When the server starts up, it opens the log files if any were requested, then presents a network interface to the data directory by listening for network connections. To access data, client programs establish a connection to the server, then communicate requests as SQL queries to perform the desired operations (for example, creating a table, selecting records, updating records). The server performs each operation and sends back the result to the client. The server is multi-threaded and can service multiple simultaneous client connections. However, because update operations are performed one at a time, the practical effect is to serialize requests so that two clients can never change the same record at exactly the same time.

Under normal conditions, having the server act as the sole arbiter of database access provides assurance against the kinds of corruption that can result from multiple processes accessing the database tables at the same time. Nevertheless, administrators should be aware that there are times when the server does not have exclusive control of the data directory:

  • When you run multiple servers on a single data directory. Normally you run a single server to manage all databases on a host, but it's possible to run multiple servers. If this is done to provide access to multiple independent data directories, there is no problem of interaction. But it's possible to start multiple servers and point them at the same data directory. In general, this is not a good idea. If you try it, you'd better make sure your system provides good file locking or the servers will not cooperate properly. You also risk having your log files become a source of confusion (rather than a source of helpful information) if you have multiple servers writing to them at the same time.

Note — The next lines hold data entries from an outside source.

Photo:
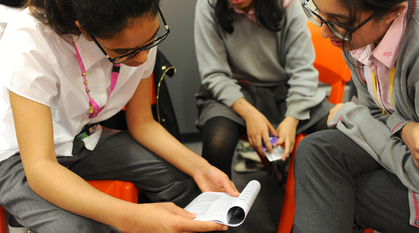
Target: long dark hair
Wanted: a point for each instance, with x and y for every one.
(380, 7)
(269, 14)
(103, 19)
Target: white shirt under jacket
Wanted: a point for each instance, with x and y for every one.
(39, 65)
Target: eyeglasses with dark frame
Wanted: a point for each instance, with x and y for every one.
(337, 29)
(132, 54)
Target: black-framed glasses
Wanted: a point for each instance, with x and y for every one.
(338, 30)
(132, 54)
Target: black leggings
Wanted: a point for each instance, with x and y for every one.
(220, 138)
(219, 141)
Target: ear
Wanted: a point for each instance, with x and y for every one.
(395, 12)
(85, 33)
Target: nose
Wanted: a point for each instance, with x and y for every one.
(325, 32)
(141, 57)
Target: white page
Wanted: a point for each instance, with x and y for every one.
(215, 206)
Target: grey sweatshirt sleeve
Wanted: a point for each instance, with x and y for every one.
(211, 54)
(370, 129)
(297, 57)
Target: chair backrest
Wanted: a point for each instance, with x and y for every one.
(330, 64)
(334, 72)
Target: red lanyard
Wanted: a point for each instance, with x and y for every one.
(94, 108)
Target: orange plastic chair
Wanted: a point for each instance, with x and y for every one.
(334, 72)
(3, 221)
(119, 189)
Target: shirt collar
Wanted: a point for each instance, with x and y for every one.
(89, 51)
(385, 52)
(250, 14)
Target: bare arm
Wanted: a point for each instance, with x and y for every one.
(45, 175)
(152, 135)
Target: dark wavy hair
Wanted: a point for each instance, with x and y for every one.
(269, 14)
(103, 19)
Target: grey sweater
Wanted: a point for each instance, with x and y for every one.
(258, 56)
(378, 133)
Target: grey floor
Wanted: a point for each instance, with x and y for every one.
(264, 214)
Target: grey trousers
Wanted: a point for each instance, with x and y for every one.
(339, 188)
(118, 157)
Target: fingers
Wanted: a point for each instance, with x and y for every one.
(267, 142)
(200, 226)
(288, 147)
(272, 130)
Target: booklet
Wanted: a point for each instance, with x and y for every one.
(223, 208)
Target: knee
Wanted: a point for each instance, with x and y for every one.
(308, 151)
(72, 223)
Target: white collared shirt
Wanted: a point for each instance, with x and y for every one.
(380, 64)
(41, 66)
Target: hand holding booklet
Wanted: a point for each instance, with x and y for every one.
(224, 208)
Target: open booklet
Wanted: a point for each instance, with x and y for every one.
(224, 208)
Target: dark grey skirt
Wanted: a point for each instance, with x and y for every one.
(270, 101)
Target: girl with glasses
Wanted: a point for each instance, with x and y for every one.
(60, 77)
(365, 173)
(255, 59)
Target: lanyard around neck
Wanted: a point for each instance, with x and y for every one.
(94, 108)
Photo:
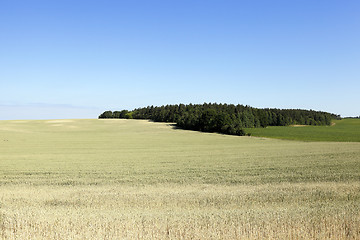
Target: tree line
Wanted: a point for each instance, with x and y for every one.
(224, 118)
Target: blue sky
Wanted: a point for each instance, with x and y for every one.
(76, 59)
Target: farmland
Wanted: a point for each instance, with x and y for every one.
(135, 179)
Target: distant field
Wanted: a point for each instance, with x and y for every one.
(134, 179)
(345, 130)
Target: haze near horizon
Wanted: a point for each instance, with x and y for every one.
(69, 59)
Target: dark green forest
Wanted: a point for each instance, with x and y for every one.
(224, 118)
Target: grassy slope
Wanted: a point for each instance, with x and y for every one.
(138, 179)
(346, 130)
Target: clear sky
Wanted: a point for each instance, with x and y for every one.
(76, 59)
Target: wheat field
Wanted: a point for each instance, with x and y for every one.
(135, 179)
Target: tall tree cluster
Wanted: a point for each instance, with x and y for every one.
(224, 118)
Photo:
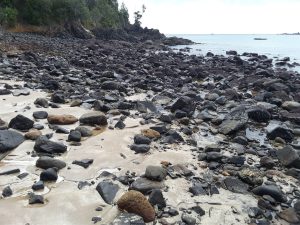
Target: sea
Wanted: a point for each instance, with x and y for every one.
(273, 45)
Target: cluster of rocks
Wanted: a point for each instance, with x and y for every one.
(247, 106)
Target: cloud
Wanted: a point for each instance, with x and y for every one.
(219, 16)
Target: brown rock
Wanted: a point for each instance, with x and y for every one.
(33, 134)
(62, 119)
(136, 202)
(151, 133)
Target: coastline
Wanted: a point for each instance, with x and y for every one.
(200, 109)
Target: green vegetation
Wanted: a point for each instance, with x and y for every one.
(91, 13)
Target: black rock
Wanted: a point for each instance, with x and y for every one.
(107, 191)
(140, 148)
(46, 162)
(74, 136)
(259, 114)
(235, 185)
(35, 199)
(7, 192)
(9, 140)
(85, 163)
(140, 139)
(128, 219)
(156, 198)
(41, 102)
(271, 190)
(197, 189)
(49, 175)
(58, 98)
(282, 132)
(185, 104)
(43, 144)
(40, 115)
(21, 123)
(145, 186)
(156, 173)
(38, 186)
(120, 125)
(288, 156)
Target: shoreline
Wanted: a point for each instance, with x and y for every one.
(204, 155)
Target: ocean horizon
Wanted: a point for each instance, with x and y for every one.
(272, 45)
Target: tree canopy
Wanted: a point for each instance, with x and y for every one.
(91, 13)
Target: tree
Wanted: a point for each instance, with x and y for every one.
(138, 16)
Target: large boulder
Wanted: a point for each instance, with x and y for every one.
(9, 140)
(271, 190)
(185, 104)
(21, 123)
(282, 132)
(136, 202)
(62, 119)
(43, 144)
(93, 118)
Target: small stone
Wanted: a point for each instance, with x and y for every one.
(135, 202)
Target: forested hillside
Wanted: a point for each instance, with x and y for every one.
(90, 13)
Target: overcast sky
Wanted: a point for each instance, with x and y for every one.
(219, 16)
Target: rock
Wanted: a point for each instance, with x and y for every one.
(93, 118)
(9, 140)
(290, 216)
(35, 199)
(267, 162)
(46, 162)
(74, 136)
(43, 144)
(145, 186)
(21, 123)
(6, 192)
(271, 190)
(282, 132)
(38, 186)
(140, 148)
(151, 133)
(120, 125)
(128, 219)
(251, 176)
(156, 198)
(107, 191)
(40, 115)
(3, 125)
(259, 114)
(135, 202)
(235, 185)
(85, 163)
(62, 119)
(185, 104)
(140, 139)
(58, 98)
(197, 190)
(231, 126)
(41, 102)
(33, 134)
(187, 219)
(110, 85)
(290, 105)
(85, 132)
(288, 156)
(155, 173)
(49, 175)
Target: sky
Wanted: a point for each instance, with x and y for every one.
(219, 16)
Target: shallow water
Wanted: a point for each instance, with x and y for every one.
(275, 45)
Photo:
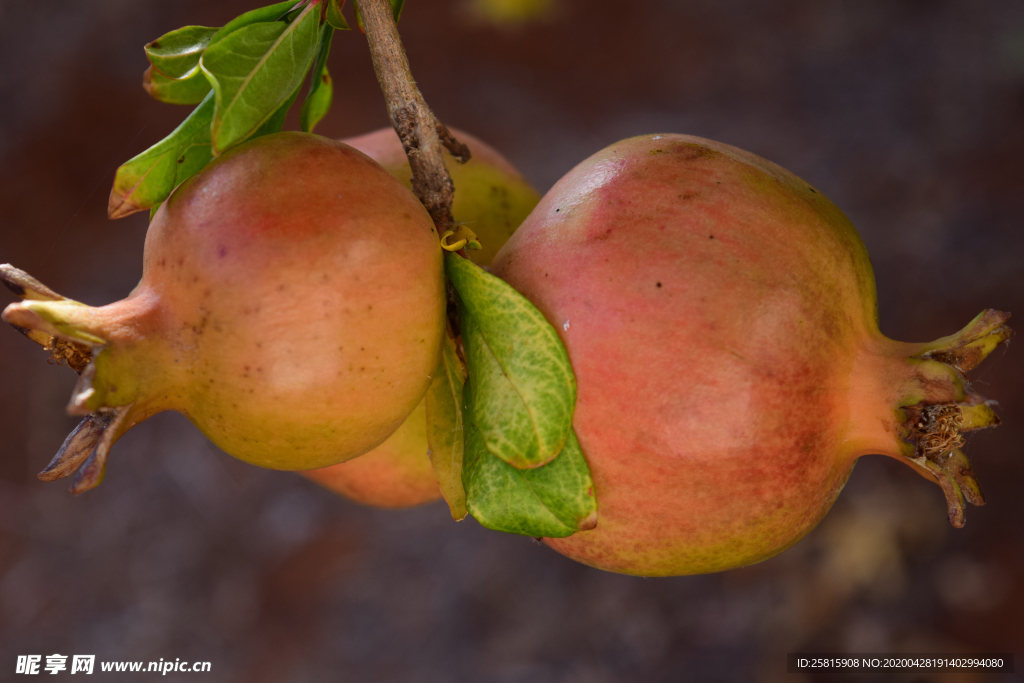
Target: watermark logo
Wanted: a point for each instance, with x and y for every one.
(33, 665)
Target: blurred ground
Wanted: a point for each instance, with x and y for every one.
(909, 114)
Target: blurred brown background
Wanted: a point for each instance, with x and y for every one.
(909, 114)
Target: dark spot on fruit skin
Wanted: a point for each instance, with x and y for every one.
(16, 289)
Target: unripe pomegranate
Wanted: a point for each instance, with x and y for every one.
(720, 315)
(292, 305)
(492, 198)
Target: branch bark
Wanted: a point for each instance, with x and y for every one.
(422, 135)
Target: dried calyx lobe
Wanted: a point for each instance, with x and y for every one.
(933, 426)
(84, 452)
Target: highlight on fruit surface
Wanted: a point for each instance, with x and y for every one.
(720, 315)
(292, 305)
(493, 199)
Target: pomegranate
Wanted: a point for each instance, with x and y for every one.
(493, 199)
(720, 315)
(491, 196)
(292, 305)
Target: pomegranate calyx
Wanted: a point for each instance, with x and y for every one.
(971, 345)
(45, 317)
(86, 450)
(934, 427)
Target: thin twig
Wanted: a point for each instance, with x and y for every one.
(422, 135)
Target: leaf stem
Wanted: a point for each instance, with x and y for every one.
(422, 135)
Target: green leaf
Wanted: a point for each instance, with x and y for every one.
(321, 87)
(176, 54)
(276, 122)
(188, 90)
(255, 70)
(148, 178)
(335, 17)
(553, 501)
(273, 12)
(444, 428)
(524, 384)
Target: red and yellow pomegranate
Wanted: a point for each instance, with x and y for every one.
(492, 198)
(292, 305)
(720, 316)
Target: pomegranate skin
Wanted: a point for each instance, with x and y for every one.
(292, 305)
(395, 474)
(720, 316)
(491, 196)
(493, 199)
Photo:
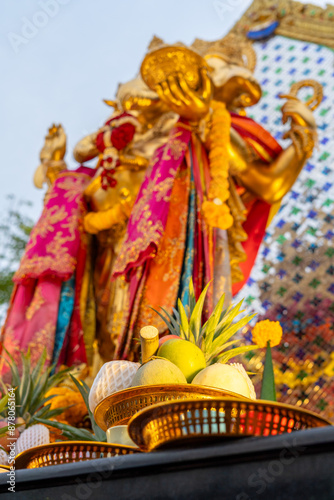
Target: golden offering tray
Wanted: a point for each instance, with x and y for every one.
(66, 452)
(118, 408)
(168, 425)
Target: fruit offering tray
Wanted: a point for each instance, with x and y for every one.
(169, 425)
(66, 452)
(118, 408)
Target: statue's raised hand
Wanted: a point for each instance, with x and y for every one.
(299, 113)
(180, 98)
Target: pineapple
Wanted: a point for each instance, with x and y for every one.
(31, 401)
(214, 339)
(75, 408)
(74, 433)
(36, 403)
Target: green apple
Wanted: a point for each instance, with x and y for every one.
(184, 354)
(167, 337)
(157, 372)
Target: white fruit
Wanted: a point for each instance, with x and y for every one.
(158, 371)
(225, 377)
(33, 436)
(243, 372)
(3, 457)
(114, 376)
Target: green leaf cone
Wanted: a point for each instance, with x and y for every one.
(268, 390)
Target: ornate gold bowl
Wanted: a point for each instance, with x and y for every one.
(66, 452)
(178, 423)
(118, 408)
(169, 60)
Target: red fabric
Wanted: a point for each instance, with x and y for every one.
(249, 129)
(121, 136)
(255, 227)
(258, 211)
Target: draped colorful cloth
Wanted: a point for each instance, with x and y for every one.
(258, 211)
(53, 253)
(168, 241)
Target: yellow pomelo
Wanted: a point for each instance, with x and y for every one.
(158, 371)
(225, 377)
(184, 354)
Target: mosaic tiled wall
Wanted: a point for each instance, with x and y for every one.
(293, 279)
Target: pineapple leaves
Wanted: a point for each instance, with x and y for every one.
(195, 321)
(184, 323)
(212, 323)
(69, 431)
(3, 403)
(192, 298)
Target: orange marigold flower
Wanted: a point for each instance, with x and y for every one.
(267, 331)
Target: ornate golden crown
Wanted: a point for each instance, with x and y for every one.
(165, 60)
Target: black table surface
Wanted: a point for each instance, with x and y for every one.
(292, 466)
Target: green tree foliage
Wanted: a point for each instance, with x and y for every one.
(15, 227)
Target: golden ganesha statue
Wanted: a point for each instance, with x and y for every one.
(184, 187)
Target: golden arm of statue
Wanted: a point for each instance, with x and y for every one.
(181, 99)
(51, 156)
(86, 149)
(94, 222)
(272, 182)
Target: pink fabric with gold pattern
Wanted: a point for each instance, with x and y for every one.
(149, 215)
(50, 258)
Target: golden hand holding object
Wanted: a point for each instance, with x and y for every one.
(180, 78)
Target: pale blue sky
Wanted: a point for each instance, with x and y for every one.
(80, 50)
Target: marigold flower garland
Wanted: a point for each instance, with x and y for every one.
(215, 208)
(267, 334)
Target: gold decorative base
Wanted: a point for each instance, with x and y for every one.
(168, 425)
(66, 452)
(118, 408)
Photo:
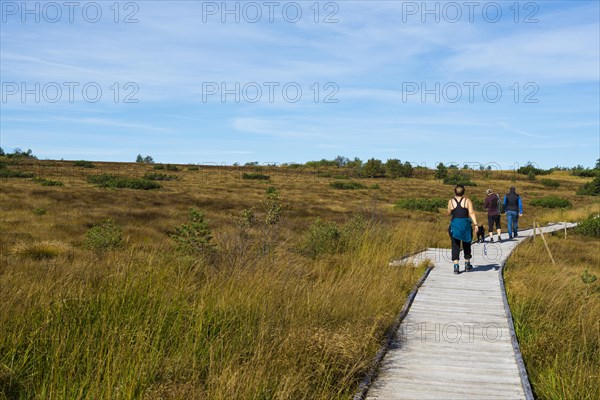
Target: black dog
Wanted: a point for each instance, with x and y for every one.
(480, 234)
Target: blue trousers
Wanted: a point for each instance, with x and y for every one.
(513, 222)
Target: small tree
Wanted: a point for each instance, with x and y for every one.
(144, 160)
(341, 161)
(441, 172)
(407, 170)
(393, 168)
(373, 168)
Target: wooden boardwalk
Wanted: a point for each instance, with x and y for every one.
(457, 340)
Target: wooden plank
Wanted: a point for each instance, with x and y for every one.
(429, 359)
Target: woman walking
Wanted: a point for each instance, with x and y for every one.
(491, 203)
(461, 210)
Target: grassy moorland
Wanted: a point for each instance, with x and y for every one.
(556, 309)
(281, 289)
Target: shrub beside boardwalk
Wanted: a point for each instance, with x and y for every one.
(98, 298)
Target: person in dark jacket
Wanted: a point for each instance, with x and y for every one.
(514, 209)
(461, 209)
(491, 204)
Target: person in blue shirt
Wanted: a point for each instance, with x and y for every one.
(460, 230)
(514, 209)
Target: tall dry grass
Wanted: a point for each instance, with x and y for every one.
(260, 321)
(557, 315)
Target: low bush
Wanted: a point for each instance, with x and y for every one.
(550, 183)
(47, 182)
(9, 173)
(160, 177)
(429, 205)
(591, 188)
(40, 250)
(118, 182)
(352, 185)
(589, 226)
(459, 178)
(84, 164)
(530, 169)
(321, 238)
(196, 237)
(106, 235)
(551, 202)
(255, 176)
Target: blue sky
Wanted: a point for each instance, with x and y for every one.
(398, 83)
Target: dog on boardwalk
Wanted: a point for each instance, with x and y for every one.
(480, 234)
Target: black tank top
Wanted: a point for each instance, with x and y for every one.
(459, 211)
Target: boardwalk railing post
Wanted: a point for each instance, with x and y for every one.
(546, 244)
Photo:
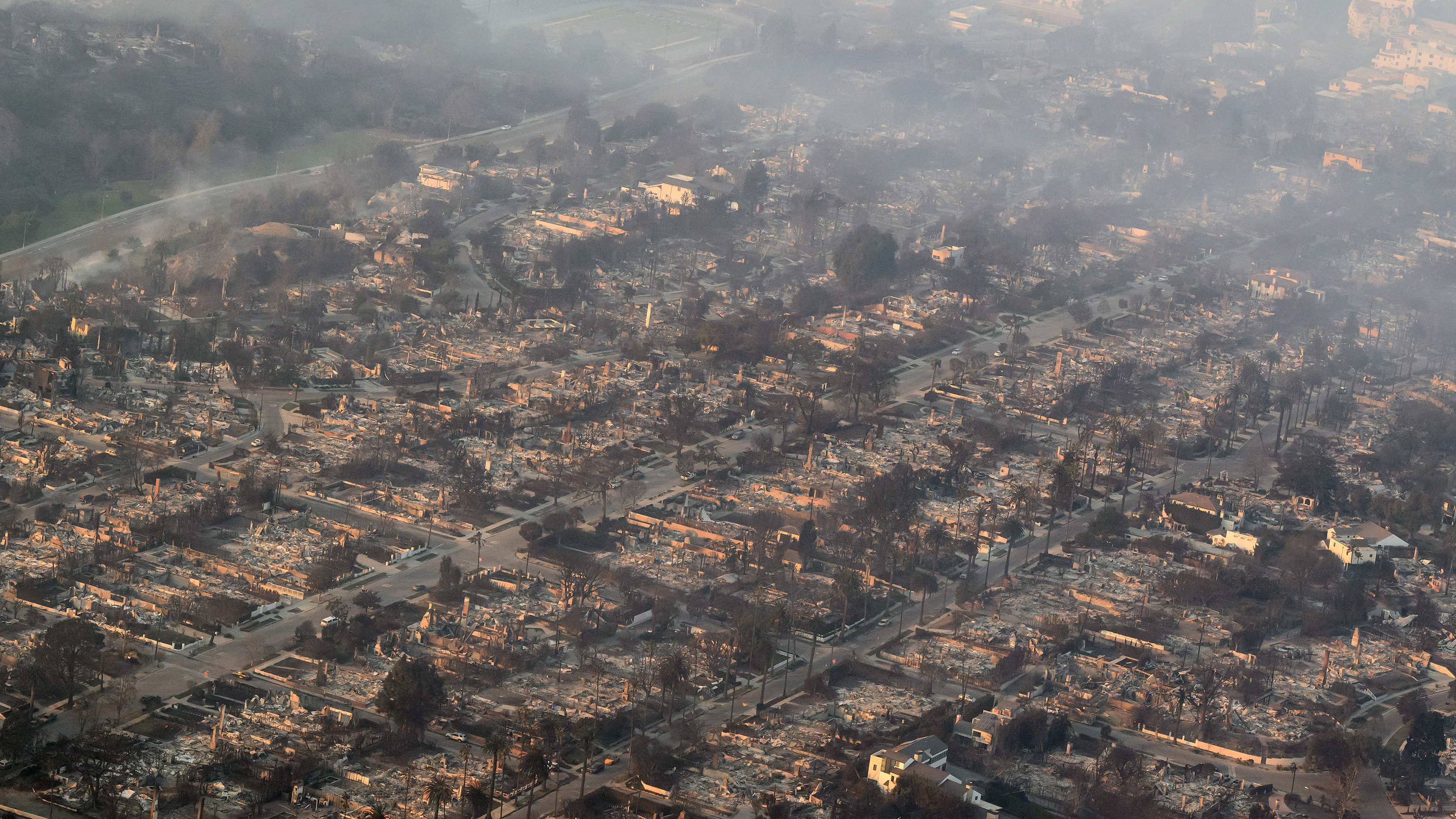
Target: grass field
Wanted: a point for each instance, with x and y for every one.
(312, 152)
(78, 209)
(75, 210)
(637, 28)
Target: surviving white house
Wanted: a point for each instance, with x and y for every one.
(1361, 542)
(925, 760)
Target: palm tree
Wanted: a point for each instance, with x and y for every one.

  • When you run isamchk and myisamchk. The isamchk and myisamchk utilities are used for table maintenance, troubleshooting, and repair. As you might guess, because these utilities can change table contents, allowing them to operate on tables at the same time the server is doing so can cause table damage. It's important to understand how to limit this type of interaction so that you don't damage your tables. See Chapter 13, "Database Maintenance and Repair," for instructions on the proper use of these programs.

Database Representation

Each database managed by the MySQL server has its own database directory. This exists as a subdirectory of the data directory, with the same name as the database it represents. For example, a database my_db corresponds to the database directory DATADIR /my_db.

This representation allows several database-level statements to be almost trivial in their implementation. CREATE DATABASE db_name creates an empty directory db_name in the data directory, with an ownership and mode that allow access only to the MySQL server user (the UNIX user the server runs as). This is equivalent to creating the database manually by executing the following commands as the server user on the server host:

% mkdir DATADIR/db_name Create database directory
% chmod 700 DATADIR/db_name Make it accessible only to the MySQL server user

The minimal approach of representing a new database by an empty directory contrasts with some other database systems that create a number of control or system files even for an "empty" database.

The DROP DATABASE statement is implemented easily as well. DROP DATABASE db_name removes the db_name directory in the data directory, along with any table files contained within it. This is almost the same as the following command:

% rm -rfDATADIR/db_name

(The difference is that the server removes only files with extensions known to be used for tables. If you've created other files in the database directory, the server leaves them intact, and the directory itself is not removed.)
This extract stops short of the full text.